Despite a pressing deadline, the U.S. Congress has yet to address consequences of its previous action that will raise OOP costs for some Medicare Part D beneficiaries by $1,250 next year. Under the current Part D program, once beneficiaries hit the annual OOP threshold of $5,100, they pass in to catastrophic coverage, which allows them to pay significantly less for prescription drugs. But under the congressional design of the program, that threshold is scheduled to increase to $6,350 in January. A letter from 72 health organizations to House and Senate leadership pointed out that more than 1 million Medicare beneficiaries exceeded the $5,100 threshold in 2017. Citing initial estimates, the groups said if Congress fails to act on the issue, the higher threshold will increase prescription drug costs next year by more than $2 billion for people with Medicare.

The EMA and its European and international partners launched a pilot program to increase their cooperation in the inspection of manufacturers of sterile drugs. The collaboration will allow the EMA, EU national authorities, the U.S. FDA, Australia's Therapeutic Goods Administration, Health Canada, Japan’s Pharmaceuticals and Medical Devices Agency and the World Health Organization to share information on good manufacturing practice (GMP) inspections of manufacturing sites outside the participating countries and to organize joint inspections for manufacturing sites of common interest. The pilot program, which will last for at least two years, will focus on sterile chemical drugs and certain biologics, including monoclonal antibodies and recombinant proteins. It will not include vaccines, cell and gene therapies, and plasma-derived pharmaceuticals.
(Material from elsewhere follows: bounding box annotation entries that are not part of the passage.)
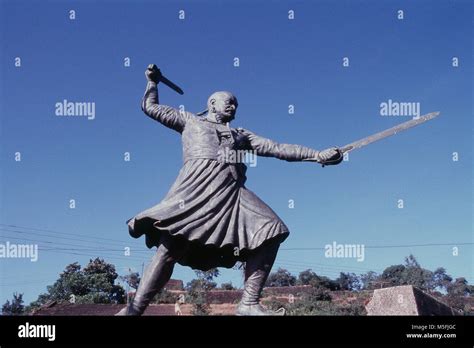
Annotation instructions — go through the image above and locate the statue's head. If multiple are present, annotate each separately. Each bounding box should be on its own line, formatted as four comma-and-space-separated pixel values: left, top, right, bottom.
207, 91, 239, 123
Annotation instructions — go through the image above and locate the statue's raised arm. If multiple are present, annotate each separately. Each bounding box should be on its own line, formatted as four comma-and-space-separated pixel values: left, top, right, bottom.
142, 64, 190, 133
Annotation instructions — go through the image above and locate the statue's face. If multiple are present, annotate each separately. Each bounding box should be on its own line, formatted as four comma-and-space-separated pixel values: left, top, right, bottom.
208, 92, 239, 122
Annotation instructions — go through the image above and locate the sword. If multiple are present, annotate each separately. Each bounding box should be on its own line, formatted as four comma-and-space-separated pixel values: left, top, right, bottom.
148, 64, 184, 95
303, 112, 439, 167
340, 112, 439, 154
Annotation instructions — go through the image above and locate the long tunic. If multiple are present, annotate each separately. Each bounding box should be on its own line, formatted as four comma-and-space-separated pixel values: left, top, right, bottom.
127, 82, 317, 270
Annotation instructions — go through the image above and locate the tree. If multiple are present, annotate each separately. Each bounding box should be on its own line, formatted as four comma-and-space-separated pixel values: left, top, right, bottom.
120, 272, 140, 290
380, 265, 406, 286
359, 271, 381, 290
186, 268, 219, 315
296, 269, 319, 285
266, 268, 296, 287
31, 258, 125, 307
221, 282, 235, 290
447, 277, 472, 312
433, 267, 453, 291
336, 272, 362, 291
2, 292, 25, 315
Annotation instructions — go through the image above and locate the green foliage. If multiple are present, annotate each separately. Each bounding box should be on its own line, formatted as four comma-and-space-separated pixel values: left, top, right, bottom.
336, 272, 362, 291
265, 268, 296, 287
153, 289, 177, 304
265, 288, 334, 315
2, 292, 25, 315
31, 258, 125, 308
221, 282, 235, 290
296, 269, 340, 291
186, 268, 219, 315
120, 272, 140, 290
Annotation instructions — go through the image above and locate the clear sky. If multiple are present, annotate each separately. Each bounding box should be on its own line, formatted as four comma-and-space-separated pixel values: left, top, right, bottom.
0, 0, 474, 303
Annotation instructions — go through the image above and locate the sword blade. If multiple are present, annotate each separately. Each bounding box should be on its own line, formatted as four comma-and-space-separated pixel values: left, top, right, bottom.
340, 112, 439, 153
160, 75, 184, 95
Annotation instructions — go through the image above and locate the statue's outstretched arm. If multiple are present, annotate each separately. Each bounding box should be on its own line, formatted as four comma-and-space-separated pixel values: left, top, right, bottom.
142, 69, 191, 133
238, 128, 319, 162
237, 128, 342, 165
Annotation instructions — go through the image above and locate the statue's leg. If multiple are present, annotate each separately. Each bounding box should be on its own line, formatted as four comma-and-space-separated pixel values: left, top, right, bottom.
236, 242, 280, 315
116, 244, 180, 315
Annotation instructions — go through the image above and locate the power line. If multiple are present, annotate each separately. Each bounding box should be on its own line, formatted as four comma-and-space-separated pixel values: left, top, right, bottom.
279, 242, 474, 250
0, 224, 143, 245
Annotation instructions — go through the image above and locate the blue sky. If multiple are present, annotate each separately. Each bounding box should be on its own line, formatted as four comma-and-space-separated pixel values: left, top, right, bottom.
0, 0, 474, 303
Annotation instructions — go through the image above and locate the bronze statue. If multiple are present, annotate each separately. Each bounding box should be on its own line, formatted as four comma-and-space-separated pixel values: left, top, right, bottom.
117, 65, 343, 315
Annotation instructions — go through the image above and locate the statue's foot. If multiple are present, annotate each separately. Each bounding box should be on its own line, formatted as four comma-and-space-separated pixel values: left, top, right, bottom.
235, 302, 285, 316
115, 305, 142, 316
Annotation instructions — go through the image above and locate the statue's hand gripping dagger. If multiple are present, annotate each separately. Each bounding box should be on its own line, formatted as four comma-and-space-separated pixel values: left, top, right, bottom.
145, 64, 184, 94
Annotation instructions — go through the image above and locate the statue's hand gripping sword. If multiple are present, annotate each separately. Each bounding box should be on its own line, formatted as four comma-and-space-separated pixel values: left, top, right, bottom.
305, 112, 439, 167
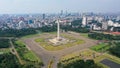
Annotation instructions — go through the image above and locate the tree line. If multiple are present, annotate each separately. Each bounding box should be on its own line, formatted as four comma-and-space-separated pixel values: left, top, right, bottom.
88, 32, 120, 40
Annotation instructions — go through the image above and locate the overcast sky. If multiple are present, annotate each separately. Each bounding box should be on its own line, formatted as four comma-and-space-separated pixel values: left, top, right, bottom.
0, 0, 120, 14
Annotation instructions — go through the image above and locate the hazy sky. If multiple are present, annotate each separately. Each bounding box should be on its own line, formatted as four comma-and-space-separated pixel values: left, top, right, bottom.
0, 0, 120, 14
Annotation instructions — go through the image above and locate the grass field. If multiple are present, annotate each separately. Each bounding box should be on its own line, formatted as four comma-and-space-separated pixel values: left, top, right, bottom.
15, 40, 42, 62
35, 32, 85, 51
0, 48, 10, 54
60, 49, 120, 68
90, 43, 110, 52
80, 33, 88, 38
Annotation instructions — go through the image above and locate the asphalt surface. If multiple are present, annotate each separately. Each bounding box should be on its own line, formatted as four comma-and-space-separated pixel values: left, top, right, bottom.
22, 32, 96, 68
101, 59, 120, 68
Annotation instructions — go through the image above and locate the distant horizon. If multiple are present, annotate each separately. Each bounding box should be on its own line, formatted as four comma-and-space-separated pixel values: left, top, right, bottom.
0, 0, 120, 14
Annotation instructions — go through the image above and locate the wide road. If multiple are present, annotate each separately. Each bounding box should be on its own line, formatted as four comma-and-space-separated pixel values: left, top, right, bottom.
22, 32, 96, 68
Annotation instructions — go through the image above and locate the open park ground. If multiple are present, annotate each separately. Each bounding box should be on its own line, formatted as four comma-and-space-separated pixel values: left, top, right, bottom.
21, 32, 97, 68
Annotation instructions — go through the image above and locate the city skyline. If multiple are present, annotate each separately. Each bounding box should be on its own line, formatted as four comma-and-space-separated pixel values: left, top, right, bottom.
0, 0, 120, 14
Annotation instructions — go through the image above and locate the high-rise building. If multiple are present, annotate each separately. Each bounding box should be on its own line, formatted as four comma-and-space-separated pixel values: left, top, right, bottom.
60, 10, 63, 15
82, 17, 87, 27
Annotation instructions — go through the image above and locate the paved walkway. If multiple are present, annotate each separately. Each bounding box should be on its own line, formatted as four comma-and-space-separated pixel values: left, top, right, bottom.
23, 32, 96, 68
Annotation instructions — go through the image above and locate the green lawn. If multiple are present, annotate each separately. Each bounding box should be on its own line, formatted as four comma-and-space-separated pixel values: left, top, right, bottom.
90, 43, 110, 52
80, 33, 88, 38
24, 51, 40, 62
60, 49, 120, 68
35, 36, 85, 51
0, 48, 10, 54
15, 40, 42, 62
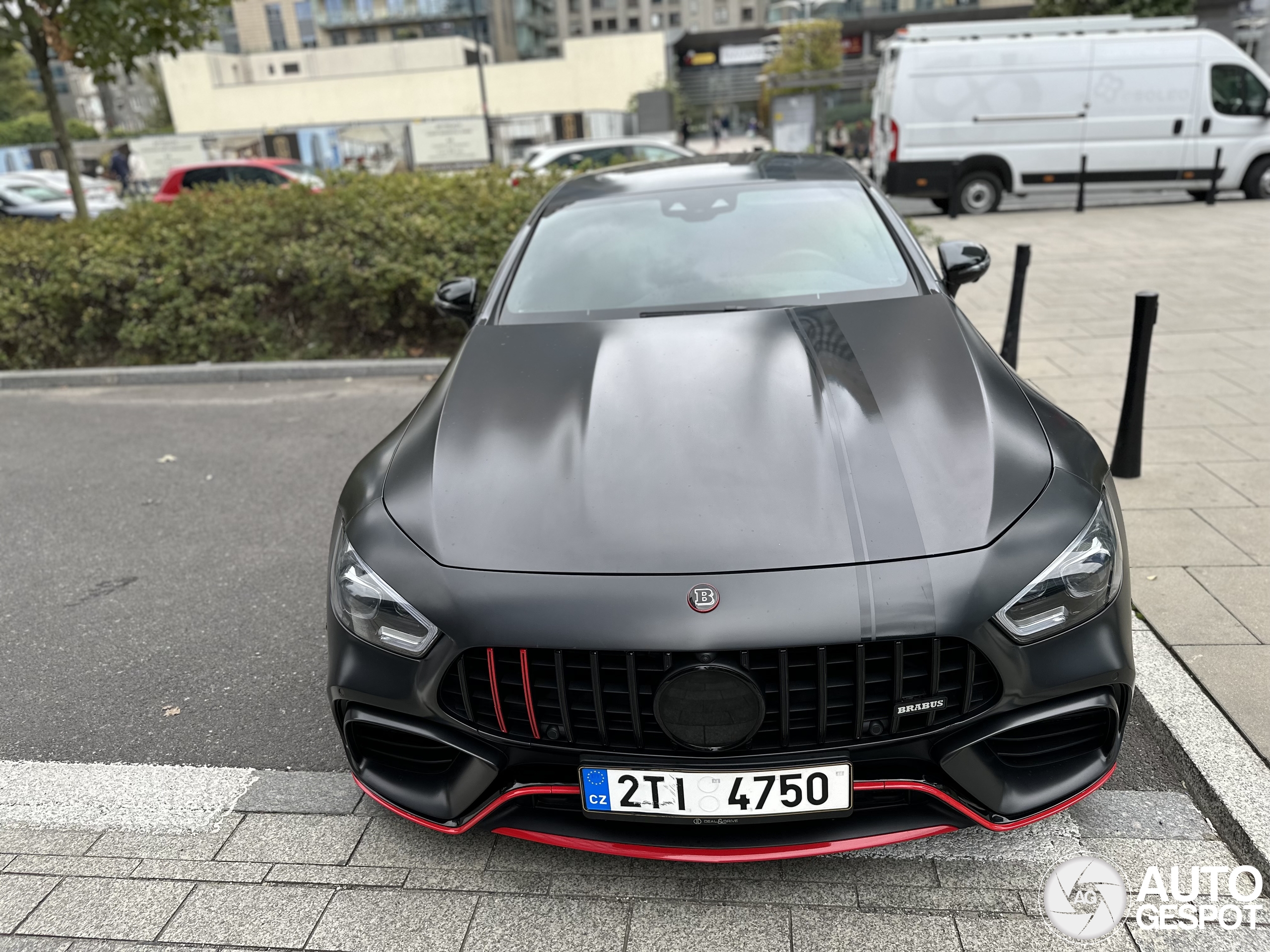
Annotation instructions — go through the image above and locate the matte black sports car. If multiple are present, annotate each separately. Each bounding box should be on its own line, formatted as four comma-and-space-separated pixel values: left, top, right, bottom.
327, 154, 1134, 861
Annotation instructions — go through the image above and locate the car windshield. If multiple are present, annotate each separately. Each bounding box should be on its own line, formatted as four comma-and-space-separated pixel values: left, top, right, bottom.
501, 181, 917, 324
9, 184, 66, 202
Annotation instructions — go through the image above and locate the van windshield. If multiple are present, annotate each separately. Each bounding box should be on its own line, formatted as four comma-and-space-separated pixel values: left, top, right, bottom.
501, 181, 917, 324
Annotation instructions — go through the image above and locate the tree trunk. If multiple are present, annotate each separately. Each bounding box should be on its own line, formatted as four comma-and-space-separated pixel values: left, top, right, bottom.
20, 4, 88, 221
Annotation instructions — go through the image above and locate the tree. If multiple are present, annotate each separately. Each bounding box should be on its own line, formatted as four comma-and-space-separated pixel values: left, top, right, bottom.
0, 0, 229, 218
0, 46, 41, 122
1032, 0, 1195, 16
758, 20, 842, 125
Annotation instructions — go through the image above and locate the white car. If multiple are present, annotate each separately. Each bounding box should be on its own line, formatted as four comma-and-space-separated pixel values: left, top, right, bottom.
873, 15, 1270, 215
0, 169, 123, 210
512, 137, 696, 185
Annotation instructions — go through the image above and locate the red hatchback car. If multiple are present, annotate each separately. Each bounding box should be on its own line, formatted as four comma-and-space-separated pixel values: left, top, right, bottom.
155, 159, 322, 202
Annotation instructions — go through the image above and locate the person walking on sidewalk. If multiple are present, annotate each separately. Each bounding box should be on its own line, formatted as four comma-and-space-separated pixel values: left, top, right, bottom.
826, 119, 851, 156
111, 142, 132, 198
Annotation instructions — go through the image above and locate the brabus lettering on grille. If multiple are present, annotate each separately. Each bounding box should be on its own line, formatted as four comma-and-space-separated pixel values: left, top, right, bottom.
894, 697, 949, 717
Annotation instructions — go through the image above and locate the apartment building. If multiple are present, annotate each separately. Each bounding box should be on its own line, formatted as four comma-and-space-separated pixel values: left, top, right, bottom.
559, 0, 767, 37
220, 0, 560, 62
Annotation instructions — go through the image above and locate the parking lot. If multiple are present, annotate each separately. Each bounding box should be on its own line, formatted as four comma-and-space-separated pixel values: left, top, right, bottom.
0, 202, 1270, 952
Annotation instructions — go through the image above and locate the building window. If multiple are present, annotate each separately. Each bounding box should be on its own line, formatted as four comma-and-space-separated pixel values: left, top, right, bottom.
296, 0, 318, 50
216, 6, 243, 54
264, 4, 287, 50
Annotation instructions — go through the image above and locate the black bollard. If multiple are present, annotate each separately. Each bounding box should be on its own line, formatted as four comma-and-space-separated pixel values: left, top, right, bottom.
1204, 149, 1222, 204
1001, 245, 1031, 371
1111, 291, 1159, 480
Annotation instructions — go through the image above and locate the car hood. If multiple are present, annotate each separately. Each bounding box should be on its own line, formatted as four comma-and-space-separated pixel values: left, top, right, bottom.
383, 295, 1052, 574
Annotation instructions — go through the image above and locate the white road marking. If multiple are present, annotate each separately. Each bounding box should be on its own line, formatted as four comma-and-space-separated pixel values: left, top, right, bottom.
0, 760, 258, 832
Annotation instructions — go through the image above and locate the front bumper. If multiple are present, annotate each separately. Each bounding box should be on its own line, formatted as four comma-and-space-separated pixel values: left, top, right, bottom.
326, 470, 1134, 859
327, 594, 1133, 862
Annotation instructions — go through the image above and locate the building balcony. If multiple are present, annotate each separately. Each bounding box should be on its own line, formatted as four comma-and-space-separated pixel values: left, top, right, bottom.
314, 0, 489, 29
The U.S. IRS proposed regulations to implement changes made by the Tax Cuts and Jobs Act (TCJA) that would limit publicly held corporate federal income tax deductions for certain employee remuneration that exceeds $1 million. The proposed regulations include numerous examples to illustrate how they will be applied. The IRS will hold a public meeting on the regulations March 9 and will accept comments on the proposal through Feb. 18, according to a notice slated for publication in Friday’s Federal Register.